Hancur

2.8K 237 52
                                    

Adalah Jimin yang pertama kali menemukannya. Langkahnya datang tergopoh ketika panggilan itu datang melalui ponsel yang menjarah ruang saku mantelnya. Ia lantas berlari ketika mendengar semuanya, meski tangannya lumayan gemetaran begitu menemukan pintu rumah yang ditujunya tidak tertutup dengan benar.

"Sial!"

Jimin tak berpikir untuk melepas sepatunya, ia sama sekali tidak dapat berpikir dengan baik selain keadaan rumah yang sepi dan masih tertata rapi. Jimin berlari saat menaiki tangga, dan berakhir menemukan pintu kamar yang terbuka kecil.

"Taehyung!"

Jimin mengedar pandangan, kamarnya masih rapi meski kusut pada selimut nampak nyata seperti habis disinggahi. Ia segera melangkahkan kaki menuju pintu kamar mandi yang sedari tadi memunculkan suara shower dari sana.

Adalah Jimin yang pertama kali menemukan keadaan Taehyung meringkuk sambil bersandar pada dinding kaca. Hembus nafas pemuda itu menguap dengan mudahnya yang menandakan betapa dinginnya ruangan itu. Jimin menerobos masuk, meraih handuk tebal di gantungan dinding, mematikan kran lalu jatuh berlutut di hadapannya.

"Taehyung, Taehyung..."

Gemetar tangan Jimin coba raih sisi wajah Taehyung yang pucat. Dingin terasa ketika ia sentuh dengan hati-hati. Taehyung tak merespon sama sekali, dan itu menyakiti hati Jimin begitu luar biasa. Mata Jimin sudah berair tanpa permisi, senggukannya ia tahan setengah mati. Lecet sudut bibir Taehyung yang sedikit membiru buat sukmanya menjerit, Jimin tahu, Taehyung sudah kehilangan dirinya.

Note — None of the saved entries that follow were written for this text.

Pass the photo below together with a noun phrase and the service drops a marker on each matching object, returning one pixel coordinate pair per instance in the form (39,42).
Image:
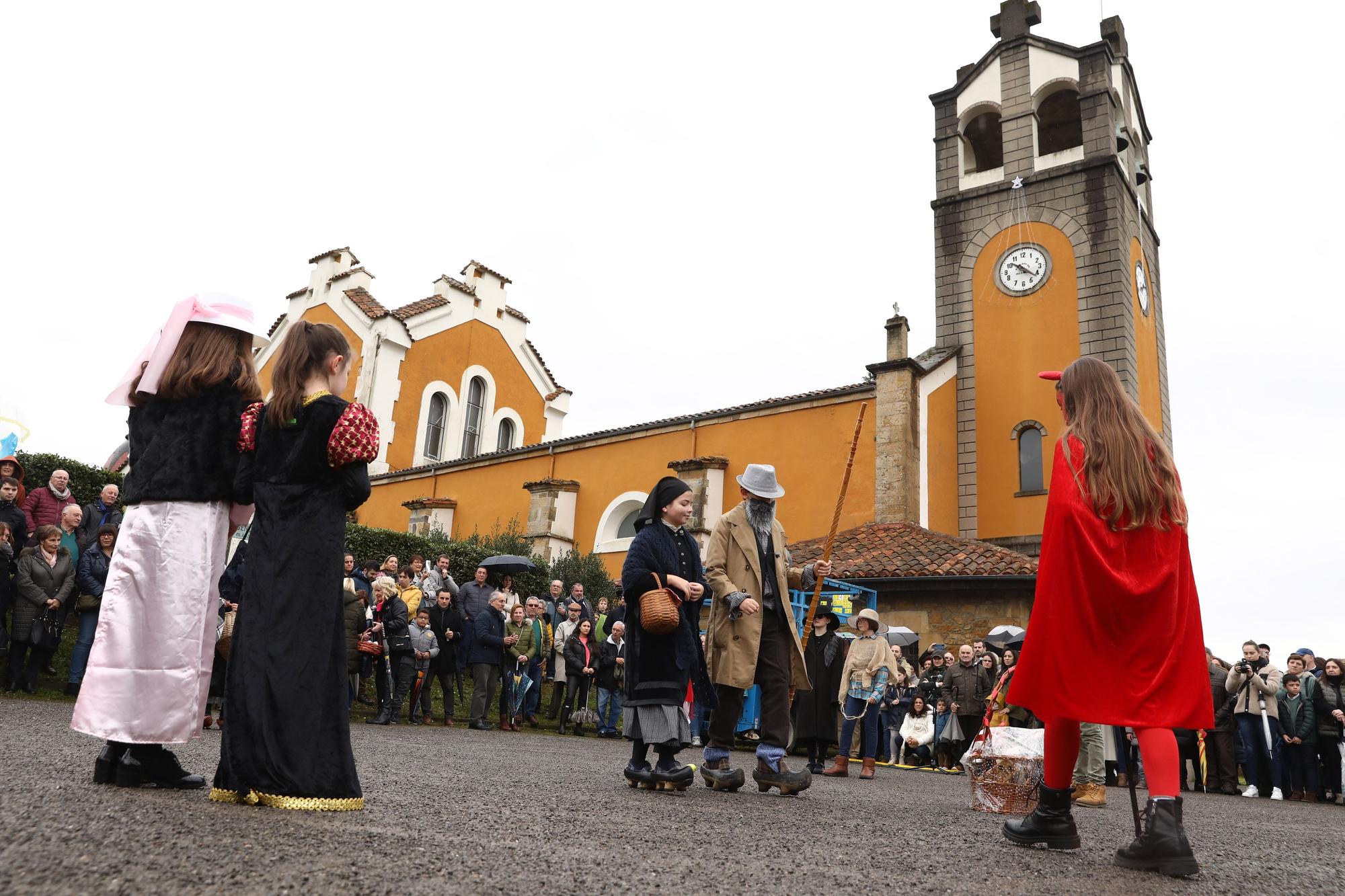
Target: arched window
(1059,123)
(1031,478)
(984,143)
(435,425)
(506,438)
(473,423)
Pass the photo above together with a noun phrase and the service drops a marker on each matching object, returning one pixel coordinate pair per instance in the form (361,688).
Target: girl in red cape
(1114,577)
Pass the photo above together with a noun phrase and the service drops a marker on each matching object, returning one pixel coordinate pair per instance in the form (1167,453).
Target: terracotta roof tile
(333,252)
(905,549)
(367,303)
(419,307)
(474,261)
(346,274)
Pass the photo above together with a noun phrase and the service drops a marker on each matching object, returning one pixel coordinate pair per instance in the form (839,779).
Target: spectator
(449,624)
(353,615)
(1299,731)
(44,505)
(424,650)
(966,686)
(917,735)
(1331,725)
(45,580)
(1221,754)
(520,654)
(102,512)
(11,469)
(560,673)
(393,628)
(91,576)
(611,678)
(486,653)
(1254,680)
(537,667)
(580,669)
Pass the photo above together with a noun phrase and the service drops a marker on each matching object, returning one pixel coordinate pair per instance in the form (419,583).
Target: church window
(435,425)
(506,436)
(1031,478)
(475,408)
(1059,123)
(984,143)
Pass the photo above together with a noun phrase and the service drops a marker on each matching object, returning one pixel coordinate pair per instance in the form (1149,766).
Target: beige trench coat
(732,563)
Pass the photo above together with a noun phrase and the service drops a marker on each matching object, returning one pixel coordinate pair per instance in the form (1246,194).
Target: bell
(1122,138)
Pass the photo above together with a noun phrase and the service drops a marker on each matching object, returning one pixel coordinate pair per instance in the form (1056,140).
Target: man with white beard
(753,637)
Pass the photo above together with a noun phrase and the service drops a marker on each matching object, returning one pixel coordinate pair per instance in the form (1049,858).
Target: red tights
(1157,745)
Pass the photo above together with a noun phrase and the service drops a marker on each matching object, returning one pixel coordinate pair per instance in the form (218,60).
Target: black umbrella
(508,564)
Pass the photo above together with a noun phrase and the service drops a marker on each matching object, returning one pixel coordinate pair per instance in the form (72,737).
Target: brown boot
(840,767)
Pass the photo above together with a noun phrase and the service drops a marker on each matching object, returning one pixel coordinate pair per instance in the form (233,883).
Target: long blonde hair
(1132,481)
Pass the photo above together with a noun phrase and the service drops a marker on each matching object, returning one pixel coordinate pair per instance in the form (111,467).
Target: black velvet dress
(287,740)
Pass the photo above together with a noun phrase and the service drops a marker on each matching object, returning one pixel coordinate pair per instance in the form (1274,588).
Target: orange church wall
(808,446)
(1015,339)
(323,314)
(942,458)
(445,357)
(1147,342)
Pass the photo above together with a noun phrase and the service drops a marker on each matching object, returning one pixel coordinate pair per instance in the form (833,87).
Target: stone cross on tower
(1015,19)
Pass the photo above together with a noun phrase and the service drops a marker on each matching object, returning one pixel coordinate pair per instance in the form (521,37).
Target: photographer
(1254,680)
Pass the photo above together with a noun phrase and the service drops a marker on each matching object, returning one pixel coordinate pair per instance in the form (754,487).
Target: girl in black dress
(660,667)
(305,460)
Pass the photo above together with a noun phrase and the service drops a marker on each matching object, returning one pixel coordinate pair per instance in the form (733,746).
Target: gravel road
(455,810)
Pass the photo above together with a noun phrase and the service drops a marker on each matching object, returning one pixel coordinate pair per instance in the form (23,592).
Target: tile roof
(346,274)
(855,389)
(333,252)
(419,307)
(367,303)
(474,261)
(905,549)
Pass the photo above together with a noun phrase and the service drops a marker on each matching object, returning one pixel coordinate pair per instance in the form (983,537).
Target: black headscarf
(664,494)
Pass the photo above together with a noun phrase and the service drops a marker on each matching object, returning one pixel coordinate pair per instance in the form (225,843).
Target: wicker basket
(1005,770)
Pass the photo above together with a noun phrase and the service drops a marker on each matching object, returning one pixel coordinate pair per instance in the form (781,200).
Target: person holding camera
(1257,681)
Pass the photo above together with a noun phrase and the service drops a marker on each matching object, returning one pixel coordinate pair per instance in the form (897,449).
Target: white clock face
(1143,287)
(1024,270)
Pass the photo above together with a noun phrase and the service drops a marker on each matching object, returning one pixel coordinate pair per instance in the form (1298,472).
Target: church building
(1046,251)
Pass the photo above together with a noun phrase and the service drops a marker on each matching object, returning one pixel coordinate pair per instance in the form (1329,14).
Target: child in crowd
(1299,728)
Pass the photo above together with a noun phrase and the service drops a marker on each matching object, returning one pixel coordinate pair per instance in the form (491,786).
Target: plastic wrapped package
(1005,768)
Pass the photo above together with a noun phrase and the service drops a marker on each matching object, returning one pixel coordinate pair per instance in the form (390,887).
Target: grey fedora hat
(761,481)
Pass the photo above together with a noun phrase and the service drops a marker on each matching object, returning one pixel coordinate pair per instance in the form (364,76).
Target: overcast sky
(740,189)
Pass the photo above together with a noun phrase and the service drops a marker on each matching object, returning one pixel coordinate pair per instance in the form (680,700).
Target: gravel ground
(455,810)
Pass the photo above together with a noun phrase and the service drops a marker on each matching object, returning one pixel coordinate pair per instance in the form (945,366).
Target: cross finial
(1015,19)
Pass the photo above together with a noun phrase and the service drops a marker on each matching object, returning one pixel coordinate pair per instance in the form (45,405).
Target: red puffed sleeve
(248,431)
(354,438)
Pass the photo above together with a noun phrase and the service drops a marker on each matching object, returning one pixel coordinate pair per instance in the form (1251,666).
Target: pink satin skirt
(149,671)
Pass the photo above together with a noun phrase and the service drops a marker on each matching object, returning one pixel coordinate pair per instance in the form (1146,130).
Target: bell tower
(1046,251)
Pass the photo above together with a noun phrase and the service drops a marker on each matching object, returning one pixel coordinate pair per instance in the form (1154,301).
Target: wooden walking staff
(836,524)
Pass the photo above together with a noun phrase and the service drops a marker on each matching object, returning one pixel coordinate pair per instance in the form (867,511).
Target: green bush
(85,481)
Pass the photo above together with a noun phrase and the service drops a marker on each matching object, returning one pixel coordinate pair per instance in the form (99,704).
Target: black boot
(1051,823)
(106,767)
(1163,846)
(153,764)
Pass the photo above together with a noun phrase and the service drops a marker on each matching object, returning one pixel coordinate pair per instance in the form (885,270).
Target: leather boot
(1051,823)
(840,767)
(1163,844)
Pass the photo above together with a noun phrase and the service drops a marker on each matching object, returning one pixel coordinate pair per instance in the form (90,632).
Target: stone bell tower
(1046,251)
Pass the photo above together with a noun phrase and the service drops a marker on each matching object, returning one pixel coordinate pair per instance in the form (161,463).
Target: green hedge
(371,544)
(85,481)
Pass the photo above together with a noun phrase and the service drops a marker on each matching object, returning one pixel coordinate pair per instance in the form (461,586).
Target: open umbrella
(508,564)
(1005,635)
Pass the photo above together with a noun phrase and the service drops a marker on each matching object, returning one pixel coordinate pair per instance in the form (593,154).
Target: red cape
(1116,634)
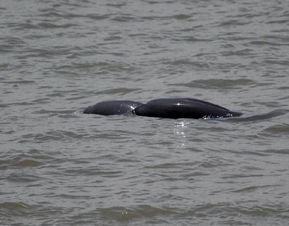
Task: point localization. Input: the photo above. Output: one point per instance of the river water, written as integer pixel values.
(61, 167)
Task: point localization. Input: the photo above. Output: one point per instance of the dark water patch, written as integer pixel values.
(277, 130)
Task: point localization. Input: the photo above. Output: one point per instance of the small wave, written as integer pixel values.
(120, 213)
(217, 83)
(259, 117)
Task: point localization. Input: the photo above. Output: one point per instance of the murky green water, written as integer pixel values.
(60, 167)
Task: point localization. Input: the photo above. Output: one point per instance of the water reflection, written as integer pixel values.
(180, 130)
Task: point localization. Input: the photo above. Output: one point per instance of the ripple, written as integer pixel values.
(120, 213)
(217, 83)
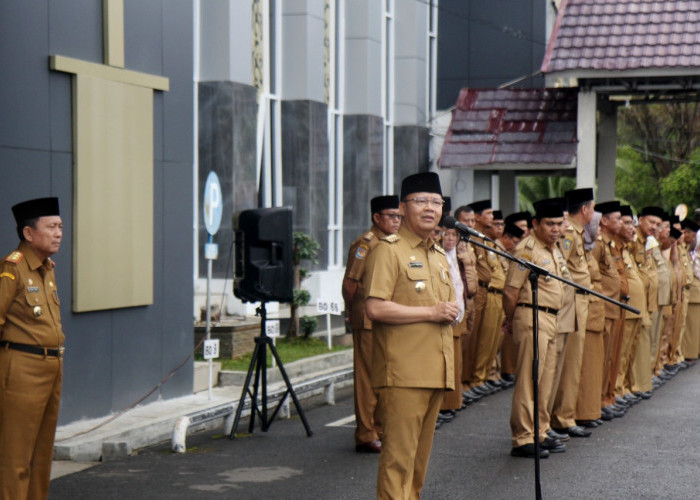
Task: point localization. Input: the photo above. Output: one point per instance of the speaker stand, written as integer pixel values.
(258, 366)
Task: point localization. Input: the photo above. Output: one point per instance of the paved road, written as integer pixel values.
(653, 452)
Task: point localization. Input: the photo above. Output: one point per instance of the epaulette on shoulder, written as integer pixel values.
(391, 238)
(15, 257)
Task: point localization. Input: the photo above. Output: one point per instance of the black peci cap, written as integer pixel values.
(383, 202)
(424, 182)
(607, 207)
(33, 209)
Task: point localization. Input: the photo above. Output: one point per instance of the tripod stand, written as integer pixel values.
(258, 365)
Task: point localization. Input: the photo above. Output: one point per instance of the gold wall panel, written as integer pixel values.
(113, 194)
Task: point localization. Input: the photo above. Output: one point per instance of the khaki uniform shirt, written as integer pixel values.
(609, 274)
(355, 269)
(595, 321)
(468, 259)
(498, 274)
(637, 293)
(664, 276)
(549, 289)
(29, 304)
(646, 270)
(406, 270)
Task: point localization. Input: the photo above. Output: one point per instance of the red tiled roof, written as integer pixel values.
(512, 127)
(620, 35)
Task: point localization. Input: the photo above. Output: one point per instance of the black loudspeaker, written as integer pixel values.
(263, 264)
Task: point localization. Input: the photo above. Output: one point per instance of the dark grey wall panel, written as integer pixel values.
(24, 96)
(410, 152)
(362, 177)
(175, 323)
(486, 44)
(227, 135)
(178, 111)
(76, 28)
(305, 169)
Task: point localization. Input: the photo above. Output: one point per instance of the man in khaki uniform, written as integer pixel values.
(539, 248)
(411, 302)
(607, 253)
(31, 352)
(581, 210)
(467, 256)
(633, 322)
(645, 254)
(386, 218)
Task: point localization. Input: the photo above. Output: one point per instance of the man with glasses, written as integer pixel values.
(386, 219)
(411, 302)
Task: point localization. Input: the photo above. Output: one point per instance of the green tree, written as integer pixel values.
(532, 189)
(657, 161)
(304, 249)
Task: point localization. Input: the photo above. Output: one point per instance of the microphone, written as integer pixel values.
(451, 223)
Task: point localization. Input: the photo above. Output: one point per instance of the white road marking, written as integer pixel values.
(342, 421)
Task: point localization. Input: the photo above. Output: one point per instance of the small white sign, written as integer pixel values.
(211, 349)
(335, 308)
(323, 306)
(272, 328)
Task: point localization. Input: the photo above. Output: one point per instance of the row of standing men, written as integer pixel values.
(596, 359)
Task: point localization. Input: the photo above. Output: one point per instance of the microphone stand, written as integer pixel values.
(535, 273)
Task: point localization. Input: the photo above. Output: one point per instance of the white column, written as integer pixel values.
(586, 153)
(607, 154)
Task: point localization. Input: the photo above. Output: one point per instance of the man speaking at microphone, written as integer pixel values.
(411, 302)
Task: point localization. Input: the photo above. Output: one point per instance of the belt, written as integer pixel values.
(33, 349)
(549, 310)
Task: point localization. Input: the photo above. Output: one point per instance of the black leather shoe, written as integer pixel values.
(643, 395)
(446, 415)
(620, 401)
(575, 431)
(474, 395)
(553, 445)
(371, 447)
(507, 384)
(528, 451)
(632, 398)
(559, 437)
(587, 424)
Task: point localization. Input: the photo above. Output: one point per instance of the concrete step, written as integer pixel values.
(295, 369)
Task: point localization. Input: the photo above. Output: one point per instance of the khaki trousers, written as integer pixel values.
(564, 413)
(641, 362)
(690, 343)
(522, 422)
(476, 310)
(591, 386)
(30, 393)
(452, 400)
(366, 426)
(630, 336)
(408, 416)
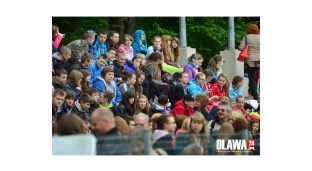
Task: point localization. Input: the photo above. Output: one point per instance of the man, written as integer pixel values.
(81, 46)
(141, 119)
(162, 136)
(110, 141)
(60, 59)
(224, 112)
(86, 61)
(58, 98)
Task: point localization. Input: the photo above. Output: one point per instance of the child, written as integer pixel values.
(60, 79)
(111, 54)
(94, 93)
(105, 101)
(67, 106)
(126, 47)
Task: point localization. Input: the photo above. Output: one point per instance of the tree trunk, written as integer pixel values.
(126, 26)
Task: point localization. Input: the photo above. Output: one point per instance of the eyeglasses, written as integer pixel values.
(222, 110)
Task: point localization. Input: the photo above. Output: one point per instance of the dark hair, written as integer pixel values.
(125, 101)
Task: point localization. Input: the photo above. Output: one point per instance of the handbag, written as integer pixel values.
(244, 53)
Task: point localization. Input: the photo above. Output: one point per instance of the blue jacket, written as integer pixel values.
(129, 66)
(234, 94)
(194, 88)
(138, 45)
(76, 91)
(95, 71)
(98, 83)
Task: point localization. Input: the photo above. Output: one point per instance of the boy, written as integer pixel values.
(111, 53)
(60, 59)
(86, 61)
(82, 106)
(69, 101)
(96, 67)
(94, 93)
(99, 47)
(118, 66)
(60, 79)
(105, 101)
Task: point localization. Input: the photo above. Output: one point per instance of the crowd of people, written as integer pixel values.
(108, 89)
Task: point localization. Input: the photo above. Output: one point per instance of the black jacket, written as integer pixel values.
(113, 143)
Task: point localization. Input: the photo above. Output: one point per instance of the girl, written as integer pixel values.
(85, 82)
(196, 133)
(126, 106)
(215, 64)
(180, 89)
(74, 83)
(140, 44)
(175, 48)
(126, 47)
(152, 71)
(142, 105)
(190, 67)
(236, 87)
(156, 47)
(128, 84)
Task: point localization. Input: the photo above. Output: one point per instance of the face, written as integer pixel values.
(255, 127)
(58, 100)
(132, 80)
(222, 113)
(128, 42)
(62, 78)
(196, 126)
(95, 97)
(143, 37)
(174, 44)
(190, 104)
(141, 79)
(240, 103)
(115, 38)
(201, 80)
(221, 81)
(69, 101)
(109, 76)
(85, 106)
(137, 62)
(142, 103)
(100, 62)
(131, 125)
(184, 78)
(102, 38)
(121, 60)
(131, 100)
(171, 125)
(111, 55)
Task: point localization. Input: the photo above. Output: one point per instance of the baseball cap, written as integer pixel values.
(189, 97)
(163, 99)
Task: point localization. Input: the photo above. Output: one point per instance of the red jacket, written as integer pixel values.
(180, 108)
(216, 91)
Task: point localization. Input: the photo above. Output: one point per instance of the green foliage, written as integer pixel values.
(208, 34)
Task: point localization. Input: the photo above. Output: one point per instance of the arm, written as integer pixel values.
(243, 43)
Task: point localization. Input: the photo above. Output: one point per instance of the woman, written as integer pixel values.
(190, 67)
(196, 133)
(141, 105)
(105, 82)
(74, 83)
(252, 63)
(85, 82)
(215, 64)
(128, 84)
(152, 70)
(126, 105)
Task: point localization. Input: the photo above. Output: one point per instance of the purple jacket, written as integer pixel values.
(190, 70)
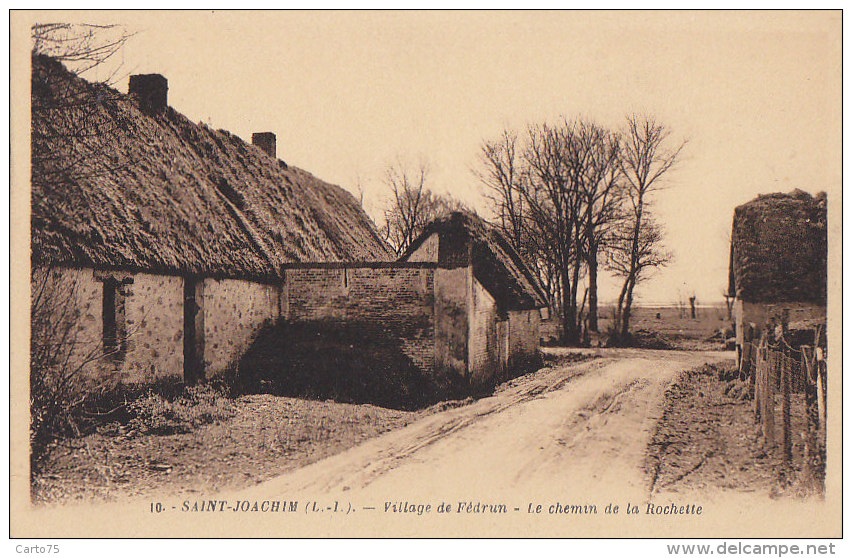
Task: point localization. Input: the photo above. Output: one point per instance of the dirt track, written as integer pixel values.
(580, 429)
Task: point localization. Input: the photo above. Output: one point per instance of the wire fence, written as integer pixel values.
(789, 384)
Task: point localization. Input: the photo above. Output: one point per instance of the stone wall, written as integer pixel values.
(153, 322)
(234, 311)
(484, 342)
(451, 321)
(154, 317)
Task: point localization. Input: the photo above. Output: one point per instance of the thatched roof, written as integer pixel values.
(495, 263)
(779, 249)
(117, 187)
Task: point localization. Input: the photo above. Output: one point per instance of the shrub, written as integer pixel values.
(156, 413)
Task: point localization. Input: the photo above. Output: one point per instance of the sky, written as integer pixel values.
(756, 94)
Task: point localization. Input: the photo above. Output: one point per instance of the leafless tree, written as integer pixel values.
(644, 162)
(556, 161)
(412, 205)
(502, 172)
(74, 124)
(601, 192)
(59, 358)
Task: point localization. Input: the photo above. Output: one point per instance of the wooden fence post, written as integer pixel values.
(812, 410)
(768, 411)
(821, 395)
(755, 380)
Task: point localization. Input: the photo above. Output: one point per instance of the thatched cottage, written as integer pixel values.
(778, 261)
(165, 247)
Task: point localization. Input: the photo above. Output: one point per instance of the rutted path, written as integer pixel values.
(579, 429)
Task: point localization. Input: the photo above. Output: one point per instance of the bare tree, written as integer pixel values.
(644, 162)
(75, 123)
(504, 176)
(556, 161)
(80, 46)
(632, 261)
(601, 191)
(412, 205)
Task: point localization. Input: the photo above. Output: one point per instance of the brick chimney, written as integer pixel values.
(152, 90)
(265, 141)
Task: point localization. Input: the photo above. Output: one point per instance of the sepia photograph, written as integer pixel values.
(545, 274)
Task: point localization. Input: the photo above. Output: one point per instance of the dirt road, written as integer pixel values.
(580, 429)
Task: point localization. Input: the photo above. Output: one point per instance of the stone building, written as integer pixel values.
(166, 248)
(778, 263)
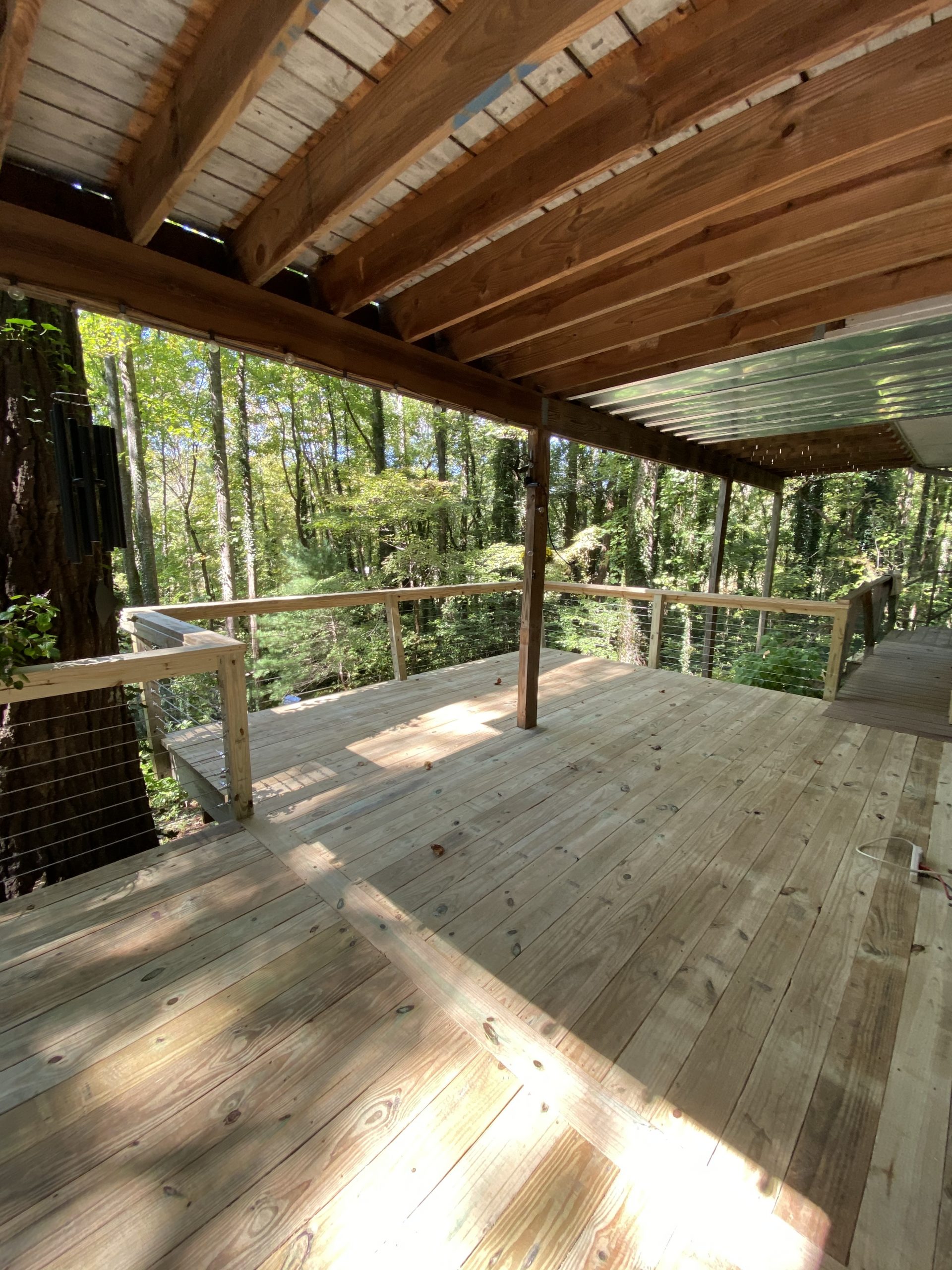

"Pakai handuk dulu, ya," kata Jimin berusaha meredam letupan lara yang mengendap sekian lama. Taehyungnya adalah sesuatu yang rapuh dan mudah pecah. Melihatnya hancur seperti ini sudah mampu membuat Jimin tercubit dan sakit. Itu menyakitkan sekali ketika melihat sahabat yang kau jaga patah hatinya. Tidak, Taehyung tidak sekedar patah hati, namun si pemuda Kim melebihi itu. Taehyung benar-benar ada di titik terbawahnya.

Jimin memeluknya erat, menarik lembut tengkuk Taehyung menuju bahunya. Ia biarkan yang lebih muda bersandar disana. Jimin tarik tubuh menggigil itu mendekat pada tubuhnya. Mencoba menyalurkan kehangatan untuk sang sahabat. Hanya itu yang Taehyung butuhkan, Jimin paham dengan situasinya.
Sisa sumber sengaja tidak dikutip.